Zahra Shams Elec. Eng. Dept.

Shahed University Tehran, Iran

Email: [email protected]

S. Seyedtabaii Elec. Eng. Dept.

Shahed University Tehran, Iran Email: [email protected]

Abstract- Fault detection of nonlinear systems become more feasible when it is conducted over Takagi-Sugeno (TS) approximated fuzzy models. Proportional plus integral observer (PIO) and robust observer (RO) have already been developed for the estimation of the system states and actuator/sensor faults. In this paper, the algorithms are implemented for the detection of valve and level sensor faults of a two-tank system. Our simulation results indicate that both algorithms run well in estimating states and sensor fault, however, there is obvious differences in how they detect actuator fault in the presence of noise. From viewpoint of estimation variance, RO renders cleaner estimate of the fault than PIO, whiles PIO has faster fault tracking speed than RO.

According to the achieving result, RO algorithm is recognized to be a more attractive in estimating actuator faults in noisy environments. The results are validated through simulations.

Keywords- observers; TS fuzzy models; actuator; sensor faults;

noise

I. INTRODUCTION

Any unacceptable deviation of system parameters from their nominal values, that may be a sign of near future complete failure, is called fault. Naturally, all processes are vulnerable to faults, therefore, maintaining long run system performance in the form of product quality and or behavior demands certain measures that can be accomplished by automatic fault diagnosis and isolation (FDI) to give early warning and to ensure safety and quality of operations.

Among a few fault diagnosis approaches, the quantitative model based techniques and in particular the observer based method continues to gain an increasing attention in the fundamental and applied research fields [1]. The methods embark on analytical, rather than, measurement redundancies.

In practice, due to model uncertainties, disturbances, perturbations and noises, accurate fault estimation, such as the fault size and shape, is a very challenging procedure [2-4].

Most nonlinear behavior systems can be appropriately approximated by Takagi-Sugeno (TS) fuzzy models [5].

Therefore, the problem of fault detection in nonlinear systems is transformed to the fault analysis of TS fuzzy system models.

In this respect, plenty of researches have been conducted. A proportional integral (PI) observers has been introduced in [6- 8], which detects and estimates the size of actuator faults. The algorithms performance degrades in case of measurement noise [4]. Another technique for actuator fault estimation for T–S fuzzy model has been reported in [9, 10]. Estimation of

actuator and sensor faults is the subject of study in [11], where the faults are introduced as auxiliary variables to be estimated.

A revised version of PI observer for the detection of sensor and actuator faults has been detailed in [12]. Design of a reduced order robust observer with unknown input for estimation of faults in continuous and discrete TS models has been investigated in [13] .

In this paper, the problem of state estimation and actuator/sensor fault detection in a noisy environment of a two- tank system is investigated. The algorithms are the PI observer (PIO) [14] and the robust observer (RO) [4]. It is exhibited that both algorithms operate well in estimating the state and sensor fault; however, contrasts’ are recorded in the detection of the actuator faults. PIO quickly tracks the actuator fault as soon as it occurs but the estimate is noisy, whiles low speed fault tracking RO yields lower variance estimate, which is demanded.

In section 2, the general TS fuzzy model and PIO and RO observer based fault detection algorithms are introduced.
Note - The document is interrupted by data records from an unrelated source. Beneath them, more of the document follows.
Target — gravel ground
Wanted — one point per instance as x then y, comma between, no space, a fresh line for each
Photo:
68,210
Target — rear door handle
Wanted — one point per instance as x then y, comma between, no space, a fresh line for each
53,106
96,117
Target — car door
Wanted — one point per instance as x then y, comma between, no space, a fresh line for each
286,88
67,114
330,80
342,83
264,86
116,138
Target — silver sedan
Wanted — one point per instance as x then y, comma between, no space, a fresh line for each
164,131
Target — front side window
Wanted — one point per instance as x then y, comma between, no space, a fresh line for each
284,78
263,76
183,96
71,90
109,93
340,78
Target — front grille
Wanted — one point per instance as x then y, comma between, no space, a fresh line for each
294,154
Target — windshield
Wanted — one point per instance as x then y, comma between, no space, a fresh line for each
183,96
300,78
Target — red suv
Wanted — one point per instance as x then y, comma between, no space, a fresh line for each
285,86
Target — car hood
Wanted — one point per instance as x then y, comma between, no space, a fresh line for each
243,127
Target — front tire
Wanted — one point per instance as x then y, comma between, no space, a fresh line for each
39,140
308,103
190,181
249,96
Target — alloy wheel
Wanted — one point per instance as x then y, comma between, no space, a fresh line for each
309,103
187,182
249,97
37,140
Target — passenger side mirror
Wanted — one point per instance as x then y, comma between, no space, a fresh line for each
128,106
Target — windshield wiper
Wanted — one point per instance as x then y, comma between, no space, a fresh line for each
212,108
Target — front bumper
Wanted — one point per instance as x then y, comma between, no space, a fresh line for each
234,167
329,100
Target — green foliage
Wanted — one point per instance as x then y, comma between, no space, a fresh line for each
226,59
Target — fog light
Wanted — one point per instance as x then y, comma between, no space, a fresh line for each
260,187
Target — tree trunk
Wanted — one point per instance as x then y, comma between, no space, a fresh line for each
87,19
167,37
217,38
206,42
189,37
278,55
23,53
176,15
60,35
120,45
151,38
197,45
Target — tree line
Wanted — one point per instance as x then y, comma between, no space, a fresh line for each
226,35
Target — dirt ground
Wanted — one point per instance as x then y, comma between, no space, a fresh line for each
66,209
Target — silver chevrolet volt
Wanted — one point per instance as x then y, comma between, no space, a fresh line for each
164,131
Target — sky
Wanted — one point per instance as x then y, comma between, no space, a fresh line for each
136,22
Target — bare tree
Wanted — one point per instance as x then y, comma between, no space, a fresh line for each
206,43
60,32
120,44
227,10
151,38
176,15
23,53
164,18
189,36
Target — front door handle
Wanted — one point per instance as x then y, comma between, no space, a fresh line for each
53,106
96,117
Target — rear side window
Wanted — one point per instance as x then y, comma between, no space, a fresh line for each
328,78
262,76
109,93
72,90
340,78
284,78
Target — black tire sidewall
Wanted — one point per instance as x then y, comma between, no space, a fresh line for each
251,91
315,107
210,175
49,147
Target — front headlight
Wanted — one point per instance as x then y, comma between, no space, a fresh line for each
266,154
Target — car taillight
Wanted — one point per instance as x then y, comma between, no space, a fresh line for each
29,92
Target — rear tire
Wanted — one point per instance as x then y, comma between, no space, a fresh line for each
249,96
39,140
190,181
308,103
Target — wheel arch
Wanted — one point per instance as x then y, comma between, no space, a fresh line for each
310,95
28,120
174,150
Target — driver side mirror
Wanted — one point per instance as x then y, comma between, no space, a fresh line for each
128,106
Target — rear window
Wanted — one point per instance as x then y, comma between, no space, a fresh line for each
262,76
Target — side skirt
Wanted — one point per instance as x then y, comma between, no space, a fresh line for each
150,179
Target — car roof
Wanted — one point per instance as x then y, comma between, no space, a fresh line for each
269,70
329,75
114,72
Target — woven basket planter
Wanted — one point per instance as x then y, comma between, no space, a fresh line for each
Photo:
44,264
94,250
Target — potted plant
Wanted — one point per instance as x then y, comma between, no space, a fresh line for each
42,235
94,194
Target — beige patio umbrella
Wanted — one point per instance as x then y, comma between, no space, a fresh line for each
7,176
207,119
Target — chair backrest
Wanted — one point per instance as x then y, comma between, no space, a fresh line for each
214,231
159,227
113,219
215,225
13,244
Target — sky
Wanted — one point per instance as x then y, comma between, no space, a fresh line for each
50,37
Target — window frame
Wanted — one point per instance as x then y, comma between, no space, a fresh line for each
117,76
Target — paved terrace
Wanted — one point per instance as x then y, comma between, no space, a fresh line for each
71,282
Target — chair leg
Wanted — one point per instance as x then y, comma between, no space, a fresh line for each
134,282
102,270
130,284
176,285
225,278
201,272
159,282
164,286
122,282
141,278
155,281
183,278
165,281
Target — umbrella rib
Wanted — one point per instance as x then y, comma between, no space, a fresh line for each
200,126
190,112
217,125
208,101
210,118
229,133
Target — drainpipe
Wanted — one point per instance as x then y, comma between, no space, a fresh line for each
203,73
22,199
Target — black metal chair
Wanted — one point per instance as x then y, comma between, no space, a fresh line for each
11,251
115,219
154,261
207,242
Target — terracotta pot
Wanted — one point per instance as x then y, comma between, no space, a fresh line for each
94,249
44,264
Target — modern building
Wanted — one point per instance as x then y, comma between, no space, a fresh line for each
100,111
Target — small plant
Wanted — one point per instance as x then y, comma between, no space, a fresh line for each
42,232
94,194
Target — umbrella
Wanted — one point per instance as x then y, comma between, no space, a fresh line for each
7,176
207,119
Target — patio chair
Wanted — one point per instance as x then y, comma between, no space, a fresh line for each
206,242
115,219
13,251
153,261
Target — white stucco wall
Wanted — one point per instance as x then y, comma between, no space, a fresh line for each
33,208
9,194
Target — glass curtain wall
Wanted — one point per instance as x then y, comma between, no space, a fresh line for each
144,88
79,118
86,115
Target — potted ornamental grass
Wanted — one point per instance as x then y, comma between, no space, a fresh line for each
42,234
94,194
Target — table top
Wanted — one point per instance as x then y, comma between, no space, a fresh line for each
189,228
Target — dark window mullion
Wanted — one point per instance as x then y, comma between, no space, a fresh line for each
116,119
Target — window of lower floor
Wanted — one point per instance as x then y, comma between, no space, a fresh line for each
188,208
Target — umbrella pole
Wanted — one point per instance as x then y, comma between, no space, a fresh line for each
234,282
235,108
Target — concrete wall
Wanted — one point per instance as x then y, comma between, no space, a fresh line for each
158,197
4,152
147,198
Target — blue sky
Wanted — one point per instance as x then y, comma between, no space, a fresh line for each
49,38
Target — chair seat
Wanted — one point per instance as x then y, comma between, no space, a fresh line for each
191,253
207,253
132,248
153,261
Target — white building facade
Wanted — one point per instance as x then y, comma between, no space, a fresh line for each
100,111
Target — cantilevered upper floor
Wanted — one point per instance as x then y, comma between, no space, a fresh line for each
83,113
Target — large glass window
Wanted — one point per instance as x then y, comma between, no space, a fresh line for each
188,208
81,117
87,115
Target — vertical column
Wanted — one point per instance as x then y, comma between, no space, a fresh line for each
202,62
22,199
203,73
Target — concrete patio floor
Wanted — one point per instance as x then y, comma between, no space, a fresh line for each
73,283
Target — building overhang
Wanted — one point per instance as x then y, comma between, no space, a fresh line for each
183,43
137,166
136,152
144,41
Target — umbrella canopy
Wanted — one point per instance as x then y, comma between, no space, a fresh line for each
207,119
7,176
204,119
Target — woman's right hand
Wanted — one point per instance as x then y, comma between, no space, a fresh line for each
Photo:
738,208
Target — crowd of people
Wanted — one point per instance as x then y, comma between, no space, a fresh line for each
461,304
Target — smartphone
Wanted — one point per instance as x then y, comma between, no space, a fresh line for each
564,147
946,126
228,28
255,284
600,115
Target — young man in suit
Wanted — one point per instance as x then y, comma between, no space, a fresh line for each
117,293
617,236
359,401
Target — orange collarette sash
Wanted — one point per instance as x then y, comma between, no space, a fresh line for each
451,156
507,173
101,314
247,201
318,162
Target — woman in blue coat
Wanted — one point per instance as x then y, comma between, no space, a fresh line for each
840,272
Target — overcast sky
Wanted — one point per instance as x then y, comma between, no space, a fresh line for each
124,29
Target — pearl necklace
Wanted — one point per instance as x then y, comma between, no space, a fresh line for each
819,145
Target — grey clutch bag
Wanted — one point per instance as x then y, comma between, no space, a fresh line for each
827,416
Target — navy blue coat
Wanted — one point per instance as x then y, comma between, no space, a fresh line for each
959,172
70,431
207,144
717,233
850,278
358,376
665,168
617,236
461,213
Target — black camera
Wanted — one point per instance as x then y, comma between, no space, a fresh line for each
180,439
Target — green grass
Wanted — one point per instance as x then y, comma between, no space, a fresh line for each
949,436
In section 3, the simulation results in detecting actuator and sensor faults in a two tank system is investigated and lastly conclusion comes in section 4.

II. TS FUZZY MODEL FAULT DETECTION A. TS Fuzzy model

Most nonlinear physical systems can be accurately modeled by Takagi-Sugeno (TS) fuzzy systems [5]. The TS fuzzy set approximates a nonlinear system by a combination of several linear local dynamics where each is represented by one of the fuzzy implications. Thus, the global behavior is obtained by the contribution of each of the linear sub-models. It is argued that if nonlinear system state variables are used as the fuzzy decision variables, the fuzzy model is capable of replicating a large class of nonlinear systems [15]. Thus, it is worthwhile to exploit observer based fault detection on these models which it would be applicable to many nonlinear systems [16].

A TS Fuzzy model subject to actuator fault, sensor faults, and unknown disturbance is expressed by,



















) ( ) ( ) (

) ( ) ( ) ( ) ( ( ) (

1

t Ff t Cx t y

t w H t f F t u B t x A t

x

s

i a i i i r

i

i

 (1)

where x(t)∈ⁿ is the state, u(t)∈^p is the input vector, w(t)∈^d

(3)

is the exogenous disturbance, y(t)∈^q is the measured output, fa(t) ∈^p1 is the actuator and fs(t) ∈^m is the sensor faults. Ai, Bi, Fi, C, F, D and Hi are constant real matrices of appropriate dimensions. The μi(x) is a membership function of the state variables, x. It is defined by,

 

1

( ) 1 , 0

0 ( ) 1 , 1,...,

r i i

i

x t

x i r





   



    



 (2)

Where "r" represents the local models index.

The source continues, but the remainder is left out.